The project to merge six benefits into a single payment began back in 2011.

Since then it’s been beset by problems, ranging from a failing IT system to spiralling costs. All these calamities have been dutifully and widely reported by LGC and the national press.

It’s easy to see why work and pensions secretary Iain Duncan Smith has been repeatedly pilloried.

Universal credit is, however, now live in about half of the country’s Jobcentre Plus offices, and claims have been widened from new single jobseekers to couples and families in some places. The pace is slowly starting to pick up.

There are currently 2,889 claimants on universal credit in Oldham – the sixth highest number in the country – but the council’s executive director of commercial services Emma Alexander told LGC there were only a “handful” at the beginning.

“In hindsight that was positive because it meant everyone could absolutely manage what was going through the system,” she said.

Lesley O’Halloran, assistant director for customer services at Wigan MBC, said it was better the roll-out was done “slowly and correctly”, not only due to the size and scale of the project but so its impact could be understood as well.

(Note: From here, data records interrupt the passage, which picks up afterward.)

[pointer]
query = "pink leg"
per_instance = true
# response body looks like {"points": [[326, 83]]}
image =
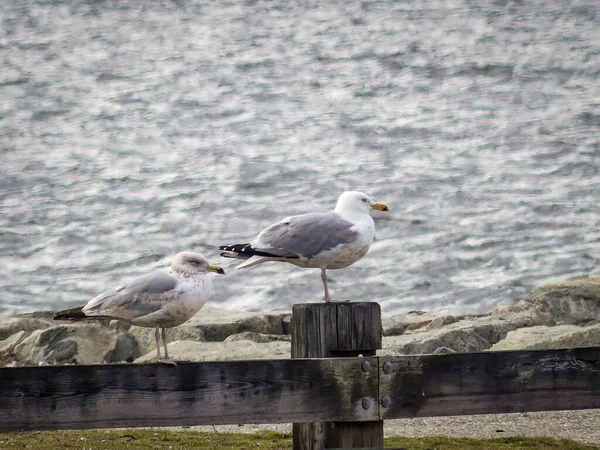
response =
{"points": [[157, 337], [166, 359], [324, 278], [328, 298]]}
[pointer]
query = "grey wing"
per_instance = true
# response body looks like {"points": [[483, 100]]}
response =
{"points": [[136, 298], [305, 235]]}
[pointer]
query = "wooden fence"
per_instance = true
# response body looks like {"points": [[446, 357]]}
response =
{"points": [[334, 389]]}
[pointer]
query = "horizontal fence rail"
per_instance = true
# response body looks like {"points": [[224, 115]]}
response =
{"points": [[297, 390], [149, 395]]}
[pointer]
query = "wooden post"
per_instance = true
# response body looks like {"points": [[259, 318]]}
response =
{"points": [[329, 330]]}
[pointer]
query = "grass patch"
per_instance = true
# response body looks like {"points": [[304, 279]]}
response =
{"points": [[158, 439]]}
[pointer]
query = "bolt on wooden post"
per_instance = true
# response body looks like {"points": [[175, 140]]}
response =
{"points": [[335, 330]]}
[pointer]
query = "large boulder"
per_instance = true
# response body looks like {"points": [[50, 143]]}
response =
{"points": [[567, 302], [415, 321], [466, 335], [69, 344], [544, 338]]}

If not local authorities were at risk of being left to “pick up the pieces”, she said.

While the faults identified to date have been far from inconsequential, they have been contained among a relatively small number of claimants. In that respect the government’s ‘test and learn’ approach has worked.

Deadlines and targets can be set and scrapped. Reforming public policy on such a massive scale should not be rushed – the price is not worth paying.

In his Jummer Budget, chancellor George Osborne announced he planned to cut benefits by £12bn by 2019-20.

The impact that will have and how it fits into the implementation of universal credit, is yet to be fully understood.

Slow and steady will remain the best bet even if it doesn’t avoid embarrassing headlines.